Since Putin began to gain attention in Russian politics in 1999, Russia’s social indicators have improved significantly on the basis of the social order and economic setbacks that were devastated after the collapse of the Soviet Union in 1991. In the 10 years from 1998 to 2008, Russia’s economic growth rate could reach about 7% per year. While Russia’s macroeconomic indicators are rebounding, Russia’s life expectancy indicator is closer to that of sub-Saharan African countries and not at all like a post-industrial European country.
It is not malnutrition or starvation that endangers Russia, let alone stray bullets in the civil war. The obvious culprit is vodka. Russians drink an average of 18 liters of pure alcohol a year, nearly double the maximum safe level determined by the World Health Organization.
Russia’s cultural addiction to vodka is tragic, and is often attributed to “a torture of the Russian soul”. But simply attributing alcoholism and self-destructive behavior to some innate cultural trait, as a genetically inalienable part of Russians, is a sin of desire.
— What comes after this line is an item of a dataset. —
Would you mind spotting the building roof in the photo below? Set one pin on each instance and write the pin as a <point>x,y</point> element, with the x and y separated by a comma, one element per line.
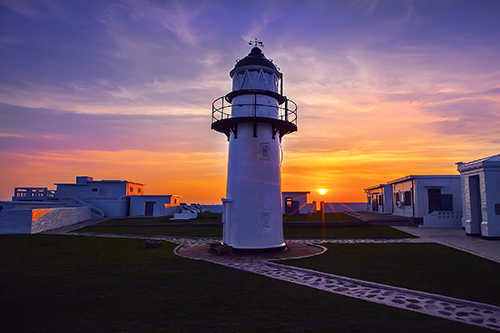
<point>490,161</point>
<point>410,177</point>
<point>375,187</point>
<point>99,181</point>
The vodka disaster in Russia was not a natural disaster, but a man-made one.
The long-term addiction of Russians to vodka and the various disasters brought about by this addiction is actually a political disaster created by the modern Russian authoritarian regime.
Before the rise of the autocratic regime in modern Russia, medieval Russians already drank beer and ale made from naturally fermented grains, mead made from naturally fermented honey, and kvass made from naturally fermented bread. Beginning in the 16th century, the Grand Dukes and Tsars of the Principality of Moscow had monopolized the lucrative vodka trade and rapidly developed it as the primary means of extracting wealth and resources from their subjects.
Government control of society through alcohol is not unique to Russia, even in the 19th century, distilled spirits had a very significant effect in “impoverishing the proletariat” of the African colonies and in enslaving black slaves before the American Civil War . But alcohol played a more ingrained role in Russia’s dictatorial tsarist regime and Soviet state governance than in any other country, and it has left intractable aftermath for the Russian Federation today and in the future.
Allowing people to indulge in vodka raises all kinds of moral, social and health problems, but as long as the country is strong and the treasury is full, these problems can be easily bypassed. At least when it comes to maintaining the stability of the regime, alcoholism is an added bonus for people to go to pubs rather than strike at the picket line.